Reflections on the Foreign Body and the Politics of Death on the Yanomami Indigenous Land Yanomami
DOI:
https://doi.org/10.12957/epp.2023.80194Keywords:
necropolitics, unheimlich, yanomami, psychoanalysisAbstract
This article aims to analyze the relationship between the concepts of necropolitics, proposed by Achille Mbembe, and unheimlich, developed by Sigmund Freud. Through this possibility of intersection, the situation faced by the Yanomami in northern Brazil can be analyzed, in which several indigenous people had their lands invaded and their rights violated, leading them to a serious health crisis. The presence of a necropolitical management logic, in which bodies that are not of interest to the State are left on the sidelines, puts populations that are not included in the hegemonic neoliberal discourse at risk.
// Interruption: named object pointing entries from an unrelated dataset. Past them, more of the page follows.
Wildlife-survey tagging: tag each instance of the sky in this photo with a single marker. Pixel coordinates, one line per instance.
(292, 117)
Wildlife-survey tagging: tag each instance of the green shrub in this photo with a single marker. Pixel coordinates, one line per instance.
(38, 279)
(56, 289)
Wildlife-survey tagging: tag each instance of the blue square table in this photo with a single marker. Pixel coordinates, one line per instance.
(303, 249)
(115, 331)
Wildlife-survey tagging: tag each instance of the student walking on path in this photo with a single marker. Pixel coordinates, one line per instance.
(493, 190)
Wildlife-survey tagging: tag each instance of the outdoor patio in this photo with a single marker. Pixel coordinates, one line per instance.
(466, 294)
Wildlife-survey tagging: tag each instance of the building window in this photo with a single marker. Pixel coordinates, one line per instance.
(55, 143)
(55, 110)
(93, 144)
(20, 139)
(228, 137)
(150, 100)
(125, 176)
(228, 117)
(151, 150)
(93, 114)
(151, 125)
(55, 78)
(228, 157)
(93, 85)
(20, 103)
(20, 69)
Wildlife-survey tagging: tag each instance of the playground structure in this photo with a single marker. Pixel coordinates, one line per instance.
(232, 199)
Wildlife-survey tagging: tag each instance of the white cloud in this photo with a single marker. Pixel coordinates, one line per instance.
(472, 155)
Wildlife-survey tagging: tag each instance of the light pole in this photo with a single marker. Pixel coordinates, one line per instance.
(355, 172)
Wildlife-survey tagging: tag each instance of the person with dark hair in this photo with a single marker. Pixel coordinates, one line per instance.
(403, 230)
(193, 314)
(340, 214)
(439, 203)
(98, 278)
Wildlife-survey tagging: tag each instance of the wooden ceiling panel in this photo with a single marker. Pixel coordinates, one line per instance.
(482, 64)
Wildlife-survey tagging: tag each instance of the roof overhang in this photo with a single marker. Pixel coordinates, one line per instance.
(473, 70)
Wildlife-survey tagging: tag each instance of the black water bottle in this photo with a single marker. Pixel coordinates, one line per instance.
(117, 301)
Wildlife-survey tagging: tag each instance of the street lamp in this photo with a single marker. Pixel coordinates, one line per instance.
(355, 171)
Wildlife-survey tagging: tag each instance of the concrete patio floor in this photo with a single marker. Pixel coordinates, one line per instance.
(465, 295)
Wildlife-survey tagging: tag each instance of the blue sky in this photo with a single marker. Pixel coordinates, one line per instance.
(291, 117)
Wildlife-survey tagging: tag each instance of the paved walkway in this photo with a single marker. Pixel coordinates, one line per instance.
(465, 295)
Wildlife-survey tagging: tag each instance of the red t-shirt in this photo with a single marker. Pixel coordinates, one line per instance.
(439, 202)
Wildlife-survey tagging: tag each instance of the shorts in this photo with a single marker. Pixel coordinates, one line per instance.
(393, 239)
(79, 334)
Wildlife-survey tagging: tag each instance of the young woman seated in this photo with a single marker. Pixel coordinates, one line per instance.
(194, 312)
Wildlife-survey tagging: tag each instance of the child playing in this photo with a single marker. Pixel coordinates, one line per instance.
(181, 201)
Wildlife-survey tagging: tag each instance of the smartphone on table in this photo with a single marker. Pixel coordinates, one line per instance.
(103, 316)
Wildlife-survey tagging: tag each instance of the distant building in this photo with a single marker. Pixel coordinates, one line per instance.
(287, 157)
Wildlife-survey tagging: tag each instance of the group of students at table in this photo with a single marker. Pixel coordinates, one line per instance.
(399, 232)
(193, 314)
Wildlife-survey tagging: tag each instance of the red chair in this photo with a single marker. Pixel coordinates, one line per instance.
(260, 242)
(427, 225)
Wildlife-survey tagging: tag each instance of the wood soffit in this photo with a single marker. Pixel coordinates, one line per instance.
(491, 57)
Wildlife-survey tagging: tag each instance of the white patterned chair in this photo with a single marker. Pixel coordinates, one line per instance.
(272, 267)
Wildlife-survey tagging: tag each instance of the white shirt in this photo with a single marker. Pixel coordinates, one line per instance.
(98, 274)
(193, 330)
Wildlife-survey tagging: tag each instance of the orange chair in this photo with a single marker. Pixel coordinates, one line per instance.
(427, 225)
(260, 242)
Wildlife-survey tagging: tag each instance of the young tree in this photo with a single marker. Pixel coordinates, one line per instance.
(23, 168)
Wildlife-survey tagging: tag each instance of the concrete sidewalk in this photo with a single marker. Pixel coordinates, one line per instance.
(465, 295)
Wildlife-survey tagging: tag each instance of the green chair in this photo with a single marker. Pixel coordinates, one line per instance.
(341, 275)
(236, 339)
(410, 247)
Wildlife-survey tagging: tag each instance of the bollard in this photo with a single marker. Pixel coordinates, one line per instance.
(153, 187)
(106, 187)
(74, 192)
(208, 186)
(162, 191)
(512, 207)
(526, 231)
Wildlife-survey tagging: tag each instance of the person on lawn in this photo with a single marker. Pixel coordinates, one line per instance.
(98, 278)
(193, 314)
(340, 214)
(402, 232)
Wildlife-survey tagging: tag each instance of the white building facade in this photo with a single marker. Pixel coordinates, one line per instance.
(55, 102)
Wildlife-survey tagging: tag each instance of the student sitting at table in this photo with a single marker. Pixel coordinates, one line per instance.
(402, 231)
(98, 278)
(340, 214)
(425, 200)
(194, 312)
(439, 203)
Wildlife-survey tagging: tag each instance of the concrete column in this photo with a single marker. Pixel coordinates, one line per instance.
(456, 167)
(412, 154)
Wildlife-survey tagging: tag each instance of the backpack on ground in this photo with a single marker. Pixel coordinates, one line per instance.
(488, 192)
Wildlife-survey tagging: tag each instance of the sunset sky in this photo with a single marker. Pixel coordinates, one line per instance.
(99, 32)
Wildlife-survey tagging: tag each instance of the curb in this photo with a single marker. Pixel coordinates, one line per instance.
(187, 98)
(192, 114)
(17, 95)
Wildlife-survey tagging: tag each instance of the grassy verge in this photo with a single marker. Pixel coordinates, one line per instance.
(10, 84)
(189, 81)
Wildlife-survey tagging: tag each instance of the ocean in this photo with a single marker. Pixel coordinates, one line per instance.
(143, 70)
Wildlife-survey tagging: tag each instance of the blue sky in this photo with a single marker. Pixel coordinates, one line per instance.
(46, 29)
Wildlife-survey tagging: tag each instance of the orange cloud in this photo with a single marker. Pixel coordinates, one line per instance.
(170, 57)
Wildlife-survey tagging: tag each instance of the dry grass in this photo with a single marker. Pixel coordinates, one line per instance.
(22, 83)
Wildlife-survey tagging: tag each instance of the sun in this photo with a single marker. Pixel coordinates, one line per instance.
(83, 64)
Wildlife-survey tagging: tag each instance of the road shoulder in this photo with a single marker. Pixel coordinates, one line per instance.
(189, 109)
In the encounter between this discourse and the stranger, it can be inferred that an unheimlich experience is produced, an encounter with what is most uncomfortable and at the same time familiar to society. Recognizing oneself in the difference that exists in the other creates an escape through elimination, this body is made the enemy and, thus, the support is created to remove it from the scene. Furthermore, this investigation highlights the need to rethink existing ways of dealing with difference, because building a society to the detriment of certain groups that compose it is also destroying itself.